N° 1508, 2 janvier 1995 (du 7 au 13 janvier 1995)
L’événement du
DIMANCHE 8 JANVIER 13.25
2
Dans quelques mois, il fêtera ses vingt ans de carrière. Sur scène. Après l’entracte cinéma de « Germinal », Renaud revient à la chanson avec « À la belle de mai ». Un disque qu’il a choisi de promouvoir avec une certaine parcimonie. Il nous explique pourquoi…
Vous avez fait votre retour à la télévision chez Pascal Sevran. On vous retrouve chez Jacques Martin. Vous êtes fâché avec les autres ?
Je n’ai aucun mépris pour les émissions de variétés populaires tant qu’elles restent dignes. Sevran comme Martin sont des gens qui aiment la chanson française. En revanche, je n’aime pas les variétés pseudo-branchées où les artistes sont des faire-valoir. Je préfère faire une émission qui touche 3 ou 4 millions de téléspectateurs, sans me demander si c’est ma cible, plutôt que de chanter pour 250 000 personnes à une heure du matin !
Julien Clerc a composé trois mélodies pour votre dernier album. Clerc et Renaud, c’est un peu le mariage de la carpe et du lapin, non ?
Ce n’est pas mon sentiment. Il n’existe pas d’antagonismes entre nos deux univers. Le fait que nous n’ayons pas la même opinion sur tout ne nous empêche pas de bien nous entendre.
Certains critiques vous reprochent la « mélancolie remâchée » de « À la belle de mai ». En résumé : moins de coups de gueule et plus de tendresse, ça vous chagrine ?
Je chante depuis vingt ans, c’est mon douzième album, je m’assagis et on a l’air de me le reprocher.
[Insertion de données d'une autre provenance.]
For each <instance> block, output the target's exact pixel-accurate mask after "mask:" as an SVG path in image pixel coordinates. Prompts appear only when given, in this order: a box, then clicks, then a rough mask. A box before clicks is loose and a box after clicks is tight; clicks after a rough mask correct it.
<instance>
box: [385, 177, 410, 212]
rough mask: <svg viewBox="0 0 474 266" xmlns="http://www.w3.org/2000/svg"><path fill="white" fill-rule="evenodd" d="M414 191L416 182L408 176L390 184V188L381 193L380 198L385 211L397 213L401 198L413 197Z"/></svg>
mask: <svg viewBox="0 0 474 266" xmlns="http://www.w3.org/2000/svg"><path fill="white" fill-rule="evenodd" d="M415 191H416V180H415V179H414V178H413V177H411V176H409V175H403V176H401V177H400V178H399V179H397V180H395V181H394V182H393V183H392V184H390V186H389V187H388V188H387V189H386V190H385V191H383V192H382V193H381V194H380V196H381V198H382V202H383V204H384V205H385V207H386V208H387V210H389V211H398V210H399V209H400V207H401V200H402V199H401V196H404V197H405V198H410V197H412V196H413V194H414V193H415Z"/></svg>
Quand je fais des chansons coup-de-gueule comme sur « Marchand de cailloux », on me reproche d’être un Don Quichotte qui lutte contre des moulins à vent, de radoter et d’être un soixante-huitard attardé. Quand je ne le fais plus, on me fait le reproche inverse. Cette mauvaise foi est un peu à l’image du monde dans lequel on vit.
De votre rencontre avec les gens du Nord-Pas-de-Calais est né l’album, « Renaud cante el Nord ». Vous passez les fêtes de fin d’année dans votre maison du Vaucluse. Bientôt un album en provençal ?
J’ai racheté la maison de mon oncle à l’Isle-sur-La-Sorgue quand celui-ci est décédé en 1983. C’est une maison de famille. Ce n’est pas parce qu’on aime le Sud qu’on ne doit pas aimer autant le Nord. Ce sont les gens qui comptent et les paysages. C’est vrai que dans le Nord, je suis plus attaché aux gens qu’aux paysages.
La comédie est votre premier métier. Pourtant vous avez déclaré que votre prestation dans « Germinal » vous avait déçu. C’est la fin définitive de l’entracte cinéma ?
Oui. J’aurais préféré être fier de ce que j’avais fait. C’est avec amertume que je réalise ce constat. 95% des gens de province qui ont vu ce film et à qui on ne demande jamais leur avis m’ont trouvé formidable. Moi, j’aurais tellement voulu être mieux. Habitué à tout gérer dans mon métier, je n’ai pas assumé le fait de n’être qu’un maillon de cette entreprise collective. Je n’ai pas l’habitude d’être trop dirigé. Je dois être trop anar pour ça.